PyData London 2023

Mastering Great Expectations: Ensuring Data Quality in Your Data Pipelines.
06-03, 15:45–16:25 (Europe/London), Warwick

Join me as we dive into the world of Great Expectations, an open-source tool that helps data driven teams ensure their pipelines deliver high-quality data. You will be introduced to the key concepts of Great Expectations, including data validation, documentation and lineage. Plus, I'll show you how to set up Great Expectations in a cloud environment, using Google Cloud Platform as an example. By the end of this talk, you'll have a solid understanding of how Great Expectations can improve the reliability and correctness of your datasets and transformations.


In this talk, I will cover the key concepts of Great Expectations, including how to connect to a data source, bundle different expectations into a suite, and test data against different expectations. You'll also learn how to formulate expectations in pure Python and translate them into configuration YAML files that can be stored in different storage environments. You'll also get to see the data documentation tool, so-called data-docs, which makes it easy to identify potential issues in case not all validations were successful.

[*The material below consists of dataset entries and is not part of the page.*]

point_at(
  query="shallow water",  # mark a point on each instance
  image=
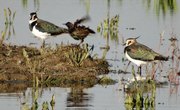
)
(133, 14)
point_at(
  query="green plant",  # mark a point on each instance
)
(77, 55)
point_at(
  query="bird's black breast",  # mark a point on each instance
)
(32, 25)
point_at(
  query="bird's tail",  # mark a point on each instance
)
(91, 31)
(161, 58)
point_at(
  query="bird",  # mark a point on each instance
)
(43, 29)
(140, 54)
(79, 32)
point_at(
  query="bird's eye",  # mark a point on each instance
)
(129, 42)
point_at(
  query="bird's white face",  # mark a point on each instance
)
(130, 42)
(33, 17)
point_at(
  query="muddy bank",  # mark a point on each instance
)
(61, 65)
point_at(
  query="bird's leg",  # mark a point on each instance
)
(82, 40)
(43, 43)
(139, 70)
(127, 66)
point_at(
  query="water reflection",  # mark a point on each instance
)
(78, 97)
(36, 4)
(162, 6)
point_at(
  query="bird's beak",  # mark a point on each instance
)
(124, 44)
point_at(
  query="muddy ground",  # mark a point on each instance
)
(63, 65)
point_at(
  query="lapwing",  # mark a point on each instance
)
(43, 29)
(140, 54)
(79, 32)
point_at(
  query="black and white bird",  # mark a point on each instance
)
(43, 29)
(140, 54)
(79, 32)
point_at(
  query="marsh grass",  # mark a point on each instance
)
(9, 21)
(51, 66)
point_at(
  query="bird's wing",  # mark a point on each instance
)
(48, 27)
(141, 52)
(83, 19)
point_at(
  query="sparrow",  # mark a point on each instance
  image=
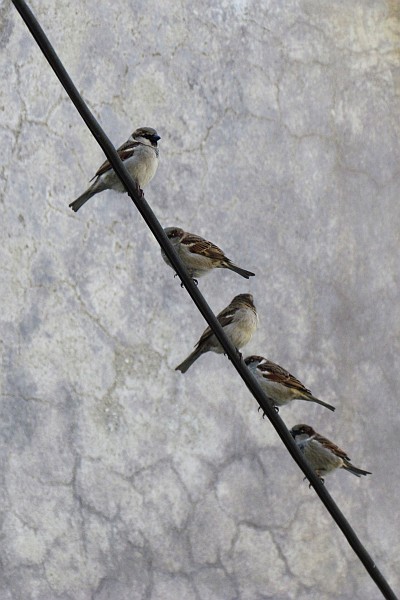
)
(239, 321)
(198, 255)
(139, 155)
(322, 454)
(278, 384)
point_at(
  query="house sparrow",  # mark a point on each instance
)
(198, 255)
(278, 384)
(139, 155)
(239, 321)
(322, 454)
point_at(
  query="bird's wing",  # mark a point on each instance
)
(125, 151)
(278, 374)
(331, 446)
(198, 245)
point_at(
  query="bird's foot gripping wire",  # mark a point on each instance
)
(276, 409)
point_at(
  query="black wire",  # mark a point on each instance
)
(198, 298)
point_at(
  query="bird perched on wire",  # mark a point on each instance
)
(139, 155)
(322, 454)
(239, 321)
(278, 384)
(198, 255)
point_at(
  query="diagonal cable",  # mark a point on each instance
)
(158, 232)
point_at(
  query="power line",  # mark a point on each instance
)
(158, 232)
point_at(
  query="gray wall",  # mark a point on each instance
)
(121, 478)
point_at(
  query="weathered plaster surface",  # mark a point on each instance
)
(120, 478)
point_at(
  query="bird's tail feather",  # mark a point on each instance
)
(184, 366)
(242, 272)
(318, 401)
(355, 470)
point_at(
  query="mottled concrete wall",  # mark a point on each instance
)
(121, 478)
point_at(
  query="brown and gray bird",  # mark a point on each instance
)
(199, 255)
(139, 155)
(239, 321)
(278, 384)
(322, 454)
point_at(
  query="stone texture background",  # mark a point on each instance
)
(121, 478)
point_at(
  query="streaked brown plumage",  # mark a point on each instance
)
(199, 255)
(239, 321)
(322, 454)
(139, 155)
(279, 385)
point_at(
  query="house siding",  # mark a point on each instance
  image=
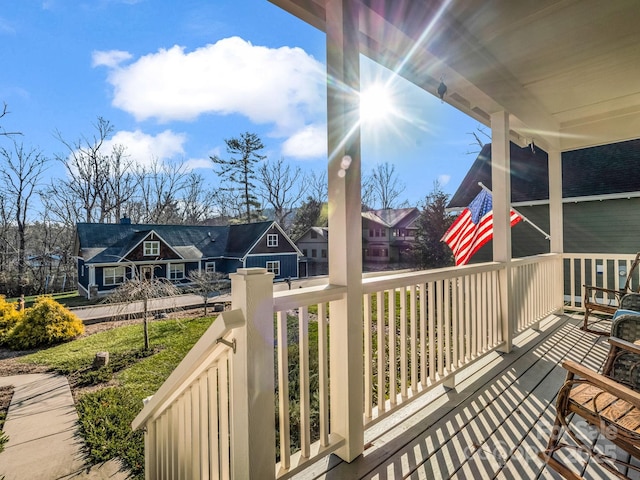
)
(611, 226)
(288, 264)
(284, 245)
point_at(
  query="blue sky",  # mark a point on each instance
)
(177, 78)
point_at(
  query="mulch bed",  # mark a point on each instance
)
(5, 399)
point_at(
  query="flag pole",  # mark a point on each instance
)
(546, 235)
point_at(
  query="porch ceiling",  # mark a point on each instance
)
(567, 71)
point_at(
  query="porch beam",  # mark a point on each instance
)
(345, 240)
(501, 186)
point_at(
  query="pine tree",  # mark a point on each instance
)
(428, 251)
(239, 170)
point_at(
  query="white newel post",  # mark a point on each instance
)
(501, 187)
(345, 225)
(252, 418)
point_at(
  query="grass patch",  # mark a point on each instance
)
(68, 299)
(106, 414)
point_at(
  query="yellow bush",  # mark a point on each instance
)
(44, 324)
(9, 317)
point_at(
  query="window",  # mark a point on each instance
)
(176, 271)
(151, 249)
(274, 267)
(113, 275)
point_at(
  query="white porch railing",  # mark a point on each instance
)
(187, 421)
(420, 329)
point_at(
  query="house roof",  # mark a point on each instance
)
(108, 243)
(391, 217)
(588, 172)
(566, 71)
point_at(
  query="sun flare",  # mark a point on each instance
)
(376, 104)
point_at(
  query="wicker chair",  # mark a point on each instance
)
(623, 361)
(609, 406)
(606, 300)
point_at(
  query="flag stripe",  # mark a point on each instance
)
(465, 237)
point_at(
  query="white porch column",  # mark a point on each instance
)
(345, 225)
(501, 188)
(555, 202)
(556, 219)
(252, 387)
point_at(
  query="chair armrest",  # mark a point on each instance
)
(602, 289)
(624, 344)
(605, 383)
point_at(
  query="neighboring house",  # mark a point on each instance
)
(387, 235)
(314, 245)
(600, 190)
(108, 254)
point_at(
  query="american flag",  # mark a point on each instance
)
(473, 228)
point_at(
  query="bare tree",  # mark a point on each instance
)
(4, 112)
(385, 185)
(159, 189)
(239, 170)
(282, 187)
(79, 195)
(205, 284)
(478, 134)
(142, 289)
(318, 186)
(197, 202)
(20, 175)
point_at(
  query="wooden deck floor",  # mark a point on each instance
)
(490, 426)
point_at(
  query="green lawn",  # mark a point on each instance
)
(106, 414)
(68, 299)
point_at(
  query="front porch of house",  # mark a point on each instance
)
(433, 389)
(491, 425)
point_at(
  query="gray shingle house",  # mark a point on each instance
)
(108, 253)
(600, 191)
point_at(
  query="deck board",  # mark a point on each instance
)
(490, 426)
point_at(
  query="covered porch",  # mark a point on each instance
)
(367, 352)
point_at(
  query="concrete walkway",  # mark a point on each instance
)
(43, 433)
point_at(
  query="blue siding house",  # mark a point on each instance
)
(109, 254)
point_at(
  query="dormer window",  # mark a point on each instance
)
(151, 249)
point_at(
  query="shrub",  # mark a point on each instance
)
(9, 317)
(44, 324)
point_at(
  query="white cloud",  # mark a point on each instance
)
(110, 59)
(280, 86)
(144, 149)
(309, 142)
(198, 163)
(444, 179)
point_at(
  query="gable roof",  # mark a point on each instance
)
(109, 243)
(391, 217)
(589, 172)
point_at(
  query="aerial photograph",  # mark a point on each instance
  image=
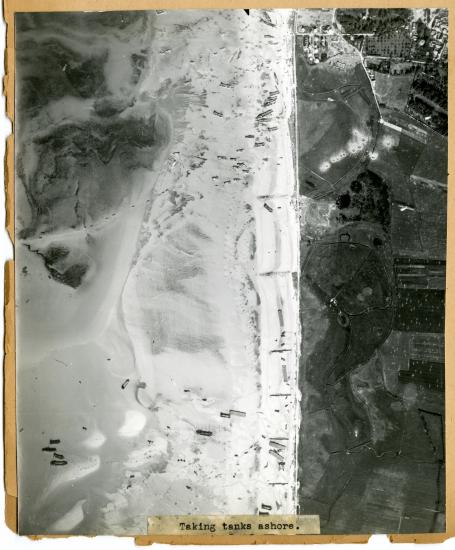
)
(230, 267)
(372, 175)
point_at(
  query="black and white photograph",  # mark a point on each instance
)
(230, 267)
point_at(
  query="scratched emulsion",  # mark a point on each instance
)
(156, 255)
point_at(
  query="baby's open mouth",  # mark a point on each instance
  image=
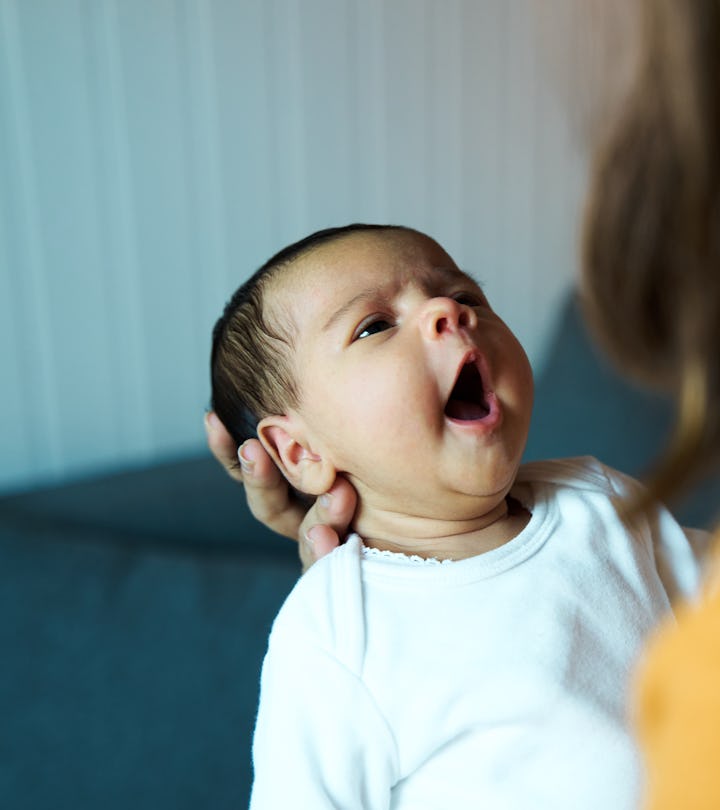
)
(467, 400)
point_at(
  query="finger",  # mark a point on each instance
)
(319, 541)
(222, 445)
(334, 509)
(268, 495)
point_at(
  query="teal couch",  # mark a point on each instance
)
(134, 609)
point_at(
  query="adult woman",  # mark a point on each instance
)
(651, 282)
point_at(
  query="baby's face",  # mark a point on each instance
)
(409, 382)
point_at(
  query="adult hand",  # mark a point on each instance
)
(271, 501)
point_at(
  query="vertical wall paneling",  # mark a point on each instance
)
(27, 271)
(120, 262)
(152, 155)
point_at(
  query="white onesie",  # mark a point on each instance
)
(498, 682)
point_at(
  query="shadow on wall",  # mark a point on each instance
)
(583, 406)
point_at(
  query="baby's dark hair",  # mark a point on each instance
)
(250, 361)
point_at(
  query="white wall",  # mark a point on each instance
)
(152, 154)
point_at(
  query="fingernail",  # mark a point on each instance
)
(309, 539)
(246, 463)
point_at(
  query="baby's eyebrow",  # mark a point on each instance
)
(361, 298)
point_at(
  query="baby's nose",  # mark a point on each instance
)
(444, 316)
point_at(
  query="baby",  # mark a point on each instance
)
(470, 644)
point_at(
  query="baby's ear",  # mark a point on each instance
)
(285, 439)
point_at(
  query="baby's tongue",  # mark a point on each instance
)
(459, 409)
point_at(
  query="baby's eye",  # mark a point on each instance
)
(372, 326)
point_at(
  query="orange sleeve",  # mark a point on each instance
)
(678, 711)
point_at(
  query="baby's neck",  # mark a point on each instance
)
(443, 539)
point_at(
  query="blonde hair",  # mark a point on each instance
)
(651, 242)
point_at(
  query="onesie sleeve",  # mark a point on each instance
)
(320, 740)
(681, 555)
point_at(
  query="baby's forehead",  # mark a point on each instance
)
(393, 259)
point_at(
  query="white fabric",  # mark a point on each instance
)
(497, 682)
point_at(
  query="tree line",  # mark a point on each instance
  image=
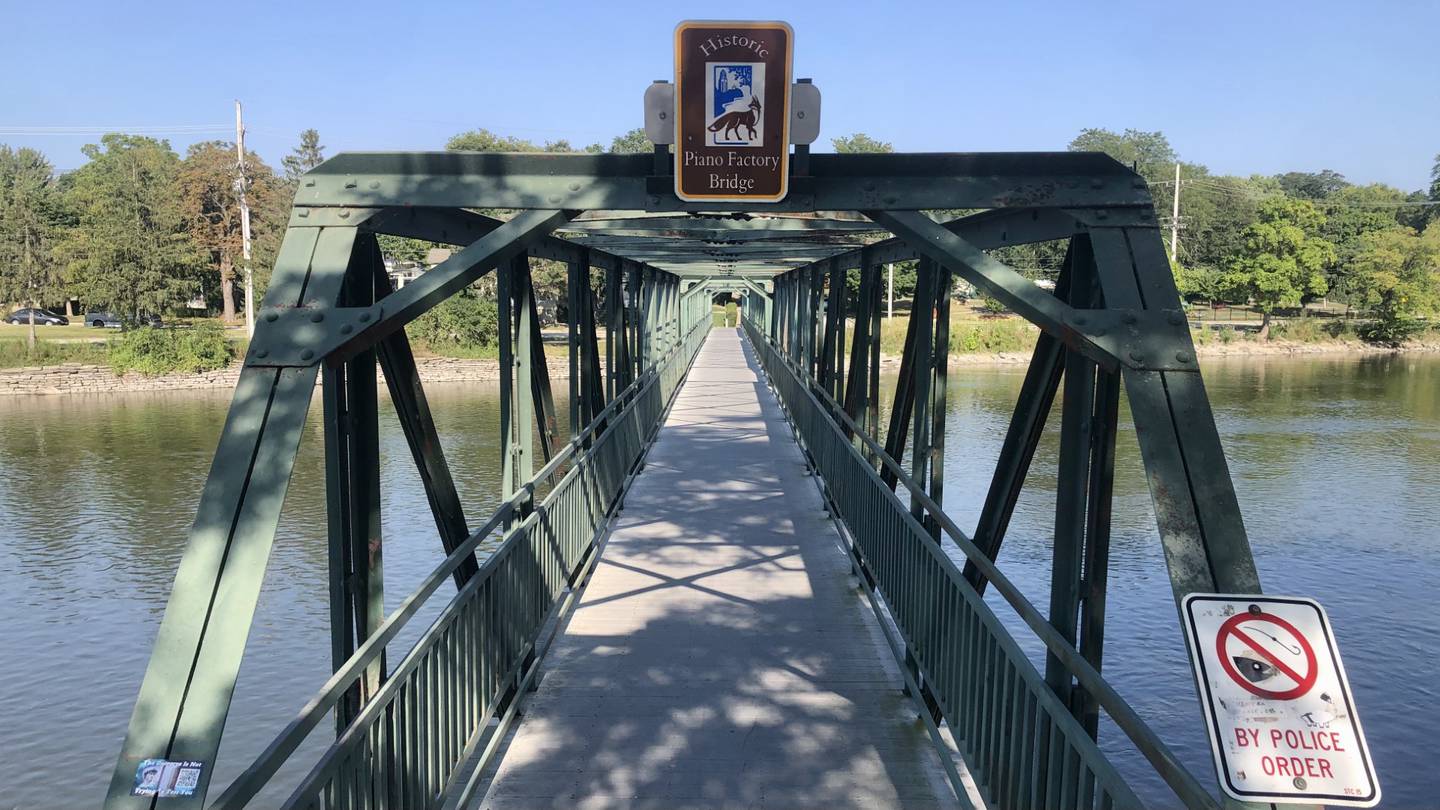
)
(1275, 242)
(141, 229)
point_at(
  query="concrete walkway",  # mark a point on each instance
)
(722, 655)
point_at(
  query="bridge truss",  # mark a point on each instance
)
(642, 264)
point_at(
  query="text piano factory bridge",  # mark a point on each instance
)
(733, 582)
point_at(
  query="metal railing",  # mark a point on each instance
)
(438, 705)
(1021, 742)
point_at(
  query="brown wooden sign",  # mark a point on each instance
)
(732, 111)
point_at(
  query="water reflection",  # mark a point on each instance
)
(1337, 463)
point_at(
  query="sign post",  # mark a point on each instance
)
(1278, 706)
(732, 111)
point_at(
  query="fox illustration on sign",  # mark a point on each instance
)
(732, 121)
(732, 110)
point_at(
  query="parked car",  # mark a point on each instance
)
(111, 320)
(43, 317)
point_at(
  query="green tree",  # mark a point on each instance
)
(1397, 277)
(1312, 185)
(632, 141)
(860, 143)
(209, 205)
(1149, 153)
(130, 250)
(1283, 258)
(1216, 212)
(29, 215)
(307, 156)
(484, 140)
(1352, 212)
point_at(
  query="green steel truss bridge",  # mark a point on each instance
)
(735, 584)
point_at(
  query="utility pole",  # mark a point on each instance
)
(1175, 218)
(245, 221)
(890, 306)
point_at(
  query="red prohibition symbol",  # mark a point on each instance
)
(1302, 682)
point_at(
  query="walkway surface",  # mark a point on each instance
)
(720, 656)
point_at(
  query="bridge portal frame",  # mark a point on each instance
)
(1113, 323)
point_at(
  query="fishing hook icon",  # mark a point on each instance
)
(1292, 649)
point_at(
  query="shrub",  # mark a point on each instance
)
(153, 350)
(991, 336)
(461, 322)
(1391, 332)
(18, 353)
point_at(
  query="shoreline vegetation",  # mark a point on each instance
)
(1267, 263)
(200, 356)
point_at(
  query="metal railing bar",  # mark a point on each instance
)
(239, 791)
(1175, 776)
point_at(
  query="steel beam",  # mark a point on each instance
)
(186, 693)
(837, 182)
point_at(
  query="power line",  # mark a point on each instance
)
(87, 130)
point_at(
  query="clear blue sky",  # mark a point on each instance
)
(1254, 87)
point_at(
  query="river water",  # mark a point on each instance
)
(1335, 459)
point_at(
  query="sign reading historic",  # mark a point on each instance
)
(1280, 717)
(732, 111)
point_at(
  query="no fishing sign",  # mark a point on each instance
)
(1280, 715)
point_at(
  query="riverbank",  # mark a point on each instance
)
(1217, 349)
(84, 378)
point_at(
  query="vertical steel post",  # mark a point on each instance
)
(922, 365)
(576, 283)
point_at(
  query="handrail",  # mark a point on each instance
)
(1175, 776)
(264, 767)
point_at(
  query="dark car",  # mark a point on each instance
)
(43, 317)
(111, 320)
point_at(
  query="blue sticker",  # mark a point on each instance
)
(735, 111)
(166, 779)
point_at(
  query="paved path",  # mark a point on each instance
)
(720, 655)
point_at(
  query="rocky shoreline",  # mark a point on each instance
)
(78, 378)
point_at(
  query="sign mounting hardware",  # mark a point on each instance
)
(732, 110)
(1276, 701)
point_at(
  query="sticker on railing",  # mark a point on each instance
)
(166, 779)
(1278, 706)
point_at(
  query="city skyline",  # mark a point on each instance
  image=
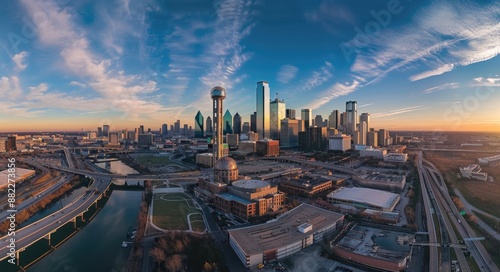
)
(72, 66)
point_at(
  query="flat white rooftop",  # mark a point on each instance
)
(373, 197)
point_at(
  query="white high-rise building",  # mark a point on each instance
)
(218, 94)
(351, 109)
(278, 113)
(263, 109)
(363, 130)
(306, 116)
(333, 119)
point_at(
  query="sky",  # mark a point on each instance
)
(413, 65)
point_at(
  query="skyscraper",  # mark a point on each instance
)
(278, 112)
(237, 124)
(290, 113)
(208, 127)
(228, 123)
(253, 122)
(318, 121)
(351, 109)
(333, 119)
(263, 111)
(289, 136)
(177, 127)
(164, 130)
(105, 130)
(245, 128)
(363, 130)
(218, 94)
(365, 117)
(306, 116)
(198, 125)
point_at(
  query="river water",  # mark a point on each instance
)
(97, 246)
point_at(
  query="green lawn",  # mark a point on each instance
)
(172, 215)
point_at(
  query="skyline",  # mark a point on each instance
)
(412, 66)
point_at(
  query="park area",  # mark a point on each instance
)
(176, 211)
(483, 195)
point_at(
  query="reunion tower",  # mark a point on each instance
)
(218, 94)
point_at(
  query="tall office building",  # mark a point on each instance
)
(306, 116)
(177, 127)
(218, 94)
(198, 125)
(164, 130)
(228, 123)
(290, 113)
(382, 137)
(105, 130)
(237, 124)
(289, 136)
(10, 144)
(263, 110)
(318, 121)
(333, 119)
(372, 138)
(363, 133)
(246, 128)
(208, 127)
(351, 109)
(253, 122)
(113, 138)
(278, 112)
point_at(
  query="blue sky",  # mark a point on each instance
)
(420, 65)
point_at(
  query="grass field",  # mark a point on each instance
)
(483, 195)
(170, 212)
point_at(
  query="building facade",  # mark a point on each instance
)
(198, 125)
(278, 112)
(263, 109)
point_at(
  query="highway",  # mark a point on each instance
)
(41, 228)
(448, 235)
(28, 202)
(433, 251)
(477, 250)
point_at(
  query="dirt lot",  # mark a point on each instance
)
(483, 195)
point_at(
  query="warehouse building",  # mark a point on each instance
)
(284, 236)
(364, 198)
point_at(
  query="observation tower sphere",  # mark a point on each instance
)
(218, 92)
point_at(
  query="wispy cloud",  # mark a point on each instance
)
(120, 91)
(19, 59)
(488, 81)
(445, 86)
(438, 71)
(399, 111)
(287, 73)
(318, 77)
(337, 90)
(441, 37)
(365, 105)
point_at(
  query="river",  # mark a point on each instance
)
(97, 247)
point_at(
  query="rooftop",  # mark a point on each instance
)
(284, 230)
(250, 184)
(229, 196)
(373, 197)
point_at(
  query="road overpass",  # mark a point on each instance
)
(44, 227)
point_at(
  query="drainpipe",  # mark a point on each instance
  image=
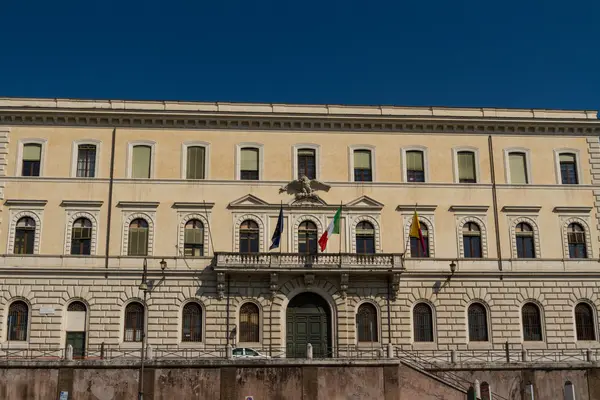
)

Finally, I will give you an overview of the customization possibilities for expectations and how this setup can be used in a scheduled ETL workflow, as well as strategic hints for distinguishing between necessary expectations and optional conditions. Don't miss this opportunity to learn how Great Expectations can help you ensure the reliability and efficiency of your data validation.


Prior Knowledge Expected

No previous knowledge expected

Carsten works as a data science consultant for Datadrivers, a consulting company based in Hamburg.
After working in risk management and graduating in mathematics, he entered the field five years ago. He focuses on the development of end2end AI solutions for customers in various industries, preferably in the cloud.